Фидель не ответил. Осторожно застегнул рубаху. Осторожно приготовил шприц для укола. Повернувшись и не отрывая взгляда от простыни, которую он сменит, как только его пациентка снова будет в коматозном состоянии, шагнул вперед.

– Не надо, пожалуйста! – попросила Томи. Она говорила теперь не с вызывом, а тихо, испуганно. – По крайней мере не сразу! Через час. Дайте мне час. Чтобы просто... поговорить. Обещаю, я не скажу ничего такого, что вам будет неприятно услышать. Мы поговорим просто... о нас с вами. Я хочу понять вас.

Фидель заколебался. Рука со шприцем задрожала. Он не отрывал взгляда от смятой простыни, но видел ее голую, округлую руку с крепкими мускулами, темную и гладкую, резко выделявшуюся на простыне лимонного цвета.

– Вы не представляете, как это ужасно, – продолжала она тихо. Рука, скованная парализатором, непроизвольно дрожала. – Мне кажется, что после укола я засну и не проснусь. Или проснусь у какого-то коразианца. Нет! Простите, не стану об этом. Обещаю. Скажите, почему вы... делаете... такое... с собой? Правда, я хочу понять вас.

Фидель поднял взгляд, перевел с ее руки на лицо. В ее темных глазах, подернутых легким туманом наркоза, были те же страх, отчаяние, любопытство, что и в голосе. Любопытство по отношению к нему.

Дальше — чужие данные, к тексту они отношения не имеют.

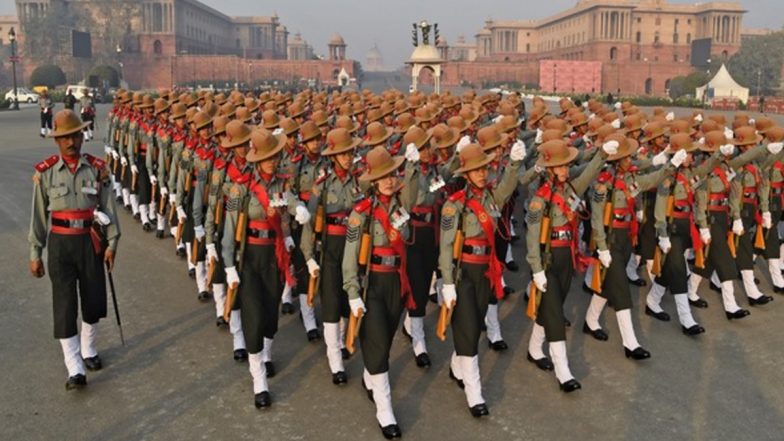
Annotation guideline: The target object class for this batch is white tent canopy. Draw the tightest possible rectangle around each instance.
[696,64,749,104]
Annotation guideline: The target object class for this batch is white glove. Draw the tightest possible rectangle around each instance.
[305,257,321,278]
[700,228,710,245]
[602,140,621,155]
[193,225,207,242]
[93,210,110,227]
[732,219,743,236]
[457,135,471,153]
[294,205,310,225]
[283,236,297,251]
[348,297,367,317]
[599,250,612,268]
[207,243,218,262]
[509,140,525,162]
[406,142,419,162]
[653,152,667,167]
[670,150,689,168]
[534,271,547,292]
[659,236,672,254]
[441,283,457,308]
[719,144,735,156]
[768,142,784,155]
[226,266,240,287]
[762,211,773,230]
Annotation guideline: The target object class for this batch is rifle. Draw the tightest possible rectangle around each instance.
[346,196,376,354]
[223,189,250,322]
[525,179,555,320]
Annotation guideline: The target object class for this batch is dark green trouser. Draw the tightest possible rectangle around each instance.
[319,235,351,323]
[536,247,574,342]
[597,228,632,311]
[451,262,493,357]
[242,244,283,354]
[406,227,438,317]
[47,233,106,339]
[359,272,403,375]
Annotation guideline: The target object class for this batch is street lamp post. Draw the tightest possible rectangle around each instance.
[8,28,19,110]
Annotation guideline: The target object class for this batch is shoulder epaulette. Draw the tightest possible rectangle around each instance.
[35,155,60,173]
[354,198,373,213]
[82,153,106,170]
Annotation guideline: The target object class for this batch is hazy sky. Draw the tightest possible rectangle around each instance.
[0,0,784,67]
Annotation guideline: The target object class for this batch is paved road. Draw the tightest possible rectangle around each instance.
[0,106,784,441]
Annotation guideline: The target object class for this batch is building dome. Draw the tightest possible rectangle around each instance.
[329,33,346,46]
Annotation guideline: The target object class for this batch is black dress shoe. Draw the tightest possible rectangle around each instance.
[468,403,490,418]
[379,424,403,439]
[264,361,277,378]
[65,374,87,390]
[681,325,705,337]
[749,296,773,306]
[414,352,432,368]
[526,353,554,371]
[332,371,348,385]
[487,340,509,352]
[449,368,465,389]
[623,346,651,360]
[689,299,708,309]
[234,349,248,363]
[724,309,751,320]
[645,305,670,322]
[628,277,648,287]
[253,390,272,409]
[84,355,103,371]
[362,377,376,403]
[307,329,321,342]
[280,302,294,315]
[559,378,583,394]
[583,323,610,341]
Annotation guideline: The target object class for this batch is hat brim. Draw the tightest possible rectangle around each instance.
[245,135,286,162]
[359,156,406,182]
[321,138,362,156]
[453,153,495,175]
[536,147,580,168]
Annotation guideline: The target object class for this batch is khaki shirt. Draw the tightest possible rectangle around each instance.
[27,155,120,260]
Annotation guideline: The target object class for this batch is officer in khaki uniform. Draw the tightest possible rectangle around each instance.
[28,110,120,390]
[342,146,419,438]
[300,126,362,385]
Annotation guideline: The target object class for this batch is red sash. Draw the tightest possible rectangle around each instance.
[250,178,297,287]
[371,204,416,310]
[466,198,504,300]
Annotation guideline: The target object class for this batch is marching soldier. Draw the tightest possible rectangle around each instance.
[219,129,310,408]
[526,140,618,393]
[28,110,120,390]
[438,143,525,418]
[342,146,419,439]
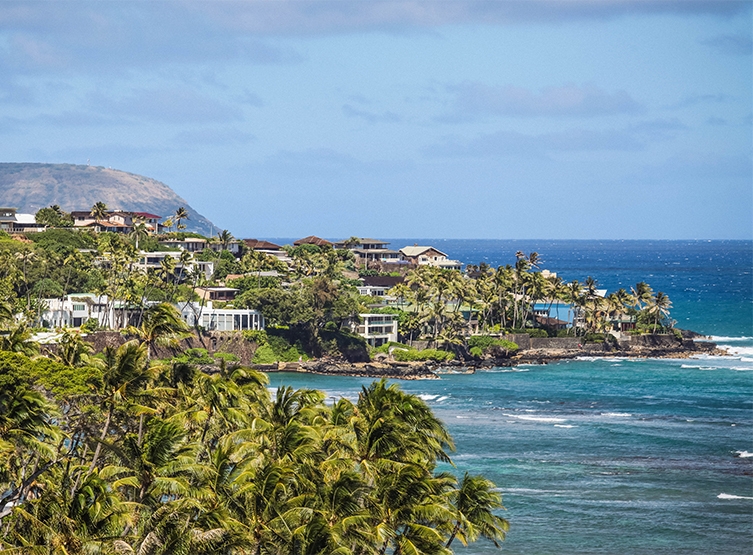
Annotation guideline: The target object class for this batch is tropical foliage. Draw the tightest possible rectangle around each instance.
[0,337,508,555]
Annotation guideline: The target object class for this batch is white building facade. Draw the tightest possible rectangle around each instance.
[353,314,397,347]
[178,301,265,331]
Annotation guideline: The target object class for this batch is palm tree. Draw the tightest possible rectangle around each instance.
[0,324,39,356]
[55,330,94,367]
[648,291,672,333]
[129,220,149,250]
[173,206,189,229]
[90,201,107,222]
[630,281,654,310]
[126,303,189,358]
[445,472,510,548]
[217,229,235,251]
[89,341,154,472]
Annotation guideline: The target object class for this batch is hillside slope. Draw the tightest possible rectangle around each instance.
[0,163,217,234]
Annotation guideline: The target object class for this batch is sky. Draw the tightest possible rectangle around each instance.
[0,0,753,239]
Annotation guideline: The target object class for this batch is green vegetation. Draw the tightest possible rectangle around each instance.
[0,337,508,555]
[392,348,455,362]
[468,335,519,357]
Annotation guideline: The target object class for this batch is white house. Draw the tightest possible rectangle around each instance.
[135,251,214,279]
[177,301,265,331]
[0,208,44,233]
[352,314,397,347]
[400,245,463,270]
[40,293,141,329]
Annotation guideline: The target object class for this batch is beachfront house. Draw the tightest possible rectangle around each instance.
[351,314,397,347]
[400,245,463,270]
[196,287,240,302]
[0,208,44,233]
[358,276,404,297]
[71,210,161,233]
[159,237,207,253]
[38,293,142,329]
[293,235,332,247]
[177,301,265,331]
[134,251,214,281]
[335,239,404,266]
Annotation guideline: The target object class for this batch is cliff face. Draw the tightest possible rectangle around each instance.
[0,163,217,234]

Один час наверняка никакого вреда не причинит. Он положил шприц на тумбочку, придвинул стул, тот самый, на котором он провел столько долгих, мучительных часов дежурства.

Томи пошевелила рукой. Если бы она могла, она бы дотянулась до него. Он видел, как она пытается это сделать, видел, как она напрягла всю свою волю, но парализаторы блокировали ее. Сердце у него защемило от боли – не столько причиненной им самому себе, сколько от несокрушимой тяги к Томи.

– Вам не понять, – сказал он ей, садясь рядом и стараясь не прислоняться спиной к подушкам.

– Может, пойму. Однажды я подралась со своим приятелем. Вернулась домой и стукнула кулаком о стену. Размозжила себе косточки и пробила дырку в штукатурке. Но мне полегчало. Правда, в ту минуту мне хотелось, чтобы вместо стены оказалась под моим кулаком его башка. – Она откинулась на подушку. – Господи! Я хотела бы выразить понятнее свои мысли. Я ведь знаю, что хочу сказать. Пусть это звучит дико, но вы поэтому истязаете себя? Чтобы вам стало легче на душе?

– Да, – солгал брат Фидель.

– Из-за меня, да? Вы хотите меня. Но вы не воспользовались моей беспомощностью. Прекрасно. – Томи закрыла глаза, мечтательно улыбнулась. – Никогда раньше не встречала такого прекрасного человека. И нежного. Уверена – вы очень нежный любовник. И чувственный. Ваше прикосновение... – Томи вздохнула, потянулась, руки, ноги, все тело пришло под простыней в движение. – Вы знаете, как прикоснуться к женщине, чтобы она... – Томи открыла глаза. Голос звучал хрипло, глухо. – Полюбите меня. Мы станем любовниками. Вы понимаете? Да? Вы никогда не любили женщину? Но ведь вы знаете, что такое любовь, да? Вы мечтаете о ней по ночам. Вы мечтаете обо мне! – догадалась она; между захватчиком и его жертвой порой возникает внутренняя связь, вот и ей вдруг открылось, что с ним происходит.